# F1 Decade starts this Sunday, DO NOT MISS!



## F1Crazy (Dec 11, 2002)

F1 Decade, series of one-hour movies highliting each race in '93 championship starts this Sunday on Speed Chanel at 9PM Eastern.
This time we'll see South African GP from March 14th, 1993.

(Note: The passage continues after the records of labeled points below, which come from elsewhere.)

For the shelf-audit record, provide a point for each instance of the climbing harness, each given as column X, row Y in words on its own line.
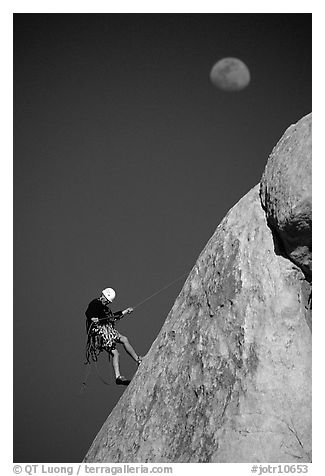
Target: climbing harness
column 92, row 350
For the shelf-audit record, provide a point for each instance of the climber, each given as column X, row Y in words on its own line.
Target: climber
column 102, row 334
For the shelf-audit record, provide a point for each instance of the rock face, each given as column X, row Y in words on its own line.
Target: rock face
column 228, row 378
column 286, row 193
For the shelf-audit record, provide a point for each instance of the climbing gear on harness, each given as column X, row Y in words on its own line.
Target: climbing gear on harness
column 109, row 294
column 159, row 291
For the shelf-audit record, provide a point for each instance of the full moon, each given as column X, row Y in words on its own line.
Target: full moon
column 230, row 74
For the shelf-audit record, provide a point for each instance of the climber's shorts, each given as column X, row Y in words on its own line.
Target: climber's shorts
column 105, row 337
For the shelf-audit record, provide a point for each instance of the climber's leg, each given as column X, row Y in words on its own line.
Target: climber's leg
column 119, row 379
column 128, row 347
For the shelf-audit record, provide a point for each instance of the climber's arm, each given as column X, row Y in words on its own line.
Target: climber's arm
column 119, row 314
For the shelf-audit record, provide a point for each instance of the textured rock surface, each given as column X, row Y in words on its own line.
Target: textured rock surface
column 286, row 193
column 228, row 378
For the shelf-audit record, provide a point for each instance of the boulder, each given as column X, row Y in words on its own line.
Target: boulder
column 286, row 194
column 228, row 378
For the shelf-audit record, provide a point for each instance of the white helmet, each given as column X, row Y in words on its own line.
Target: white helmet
column 109, row 294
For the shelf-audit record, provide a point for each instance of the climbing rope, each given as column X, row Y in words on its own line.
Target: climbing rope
column 159, row 291
column 91, row 352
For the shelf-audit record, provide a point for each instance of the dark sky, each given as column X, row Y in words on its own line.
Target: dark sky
column 126, row 159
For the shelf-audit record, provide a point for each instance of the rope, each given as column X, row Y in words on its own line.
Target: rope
column 159, row 291
column 91, row 352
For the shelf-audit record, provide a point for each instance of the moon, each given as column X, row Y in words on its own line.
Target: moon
column 230, row 74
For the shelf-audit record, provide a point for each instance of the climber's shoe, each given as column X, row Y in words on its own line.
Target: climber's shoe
column 120, row 380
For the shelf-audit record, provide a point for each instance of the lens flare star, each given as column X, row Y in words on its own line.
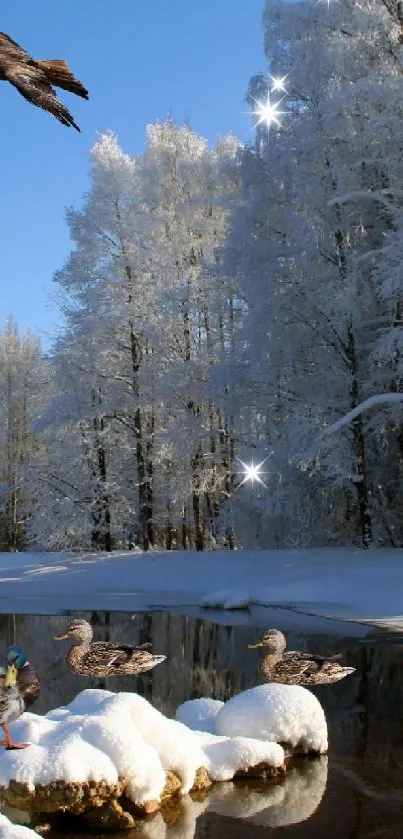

This is the last season of Senna - Prost battle, make sure you *DON"T MISS IT!!!*


----------



## FSelekler (Jan 15, 2002)

It certainly going to bring back some memories


----------



## a.k.a. Jorg Muller (Apr 3, 2003)

*DONINGTON, Senna in the wet !*

I can't wait, I hope they do this series every year, 10 years on from the year they feature


----------



## richard (Apr 3, 2002)

It's going to be great seeing a proper looking F1 car again. Of course, it will make me hate these narrow track monstrosities even more. Is it my imagination or do these modern cars have a longer wheelbase than before?


----------



## SteveT (Dec 22, 2001)

The TIVO is set.

:thumbup:


----------



## WAM (Jan 30, 2002)

From Speed Channel:

F1 Decade - Highlights of the 1993 Formula 1 season


South Africa Sun, May 11 9pm
Brazilian Grand Prix Sun, May 25 9pm
Grand Prix of Europe Sun, Jun 22 9pm
San Marino Grand Prix Sun, Jul 13 9pm
Spanish Grand Prix Sun, Aug 10 9pm
Monaco Grand Prix Sun, Aug 17 9pm
Canadian Grand Prix Sun, Aug 31 9pm
French Grand Prix Sun, Sep 7 9pm
British Grand Prix Sun, Oct 5 9pm
German Grand Prix Sun, Oct 26 9pm
Hungarian Grand Prix Sun, Nov 9 9pm
Belgium Sun, Nov 16 9pm
Italian Grand Prix Sun, Nov 23 8pm
Portugal Sun, Nov 30 8pm
Japanese Grand Prix Sun, Dec 7 8pm
Australian Grand Prix Sun, Dec 14 8pm


All times Eastern
Check listings for replays


----------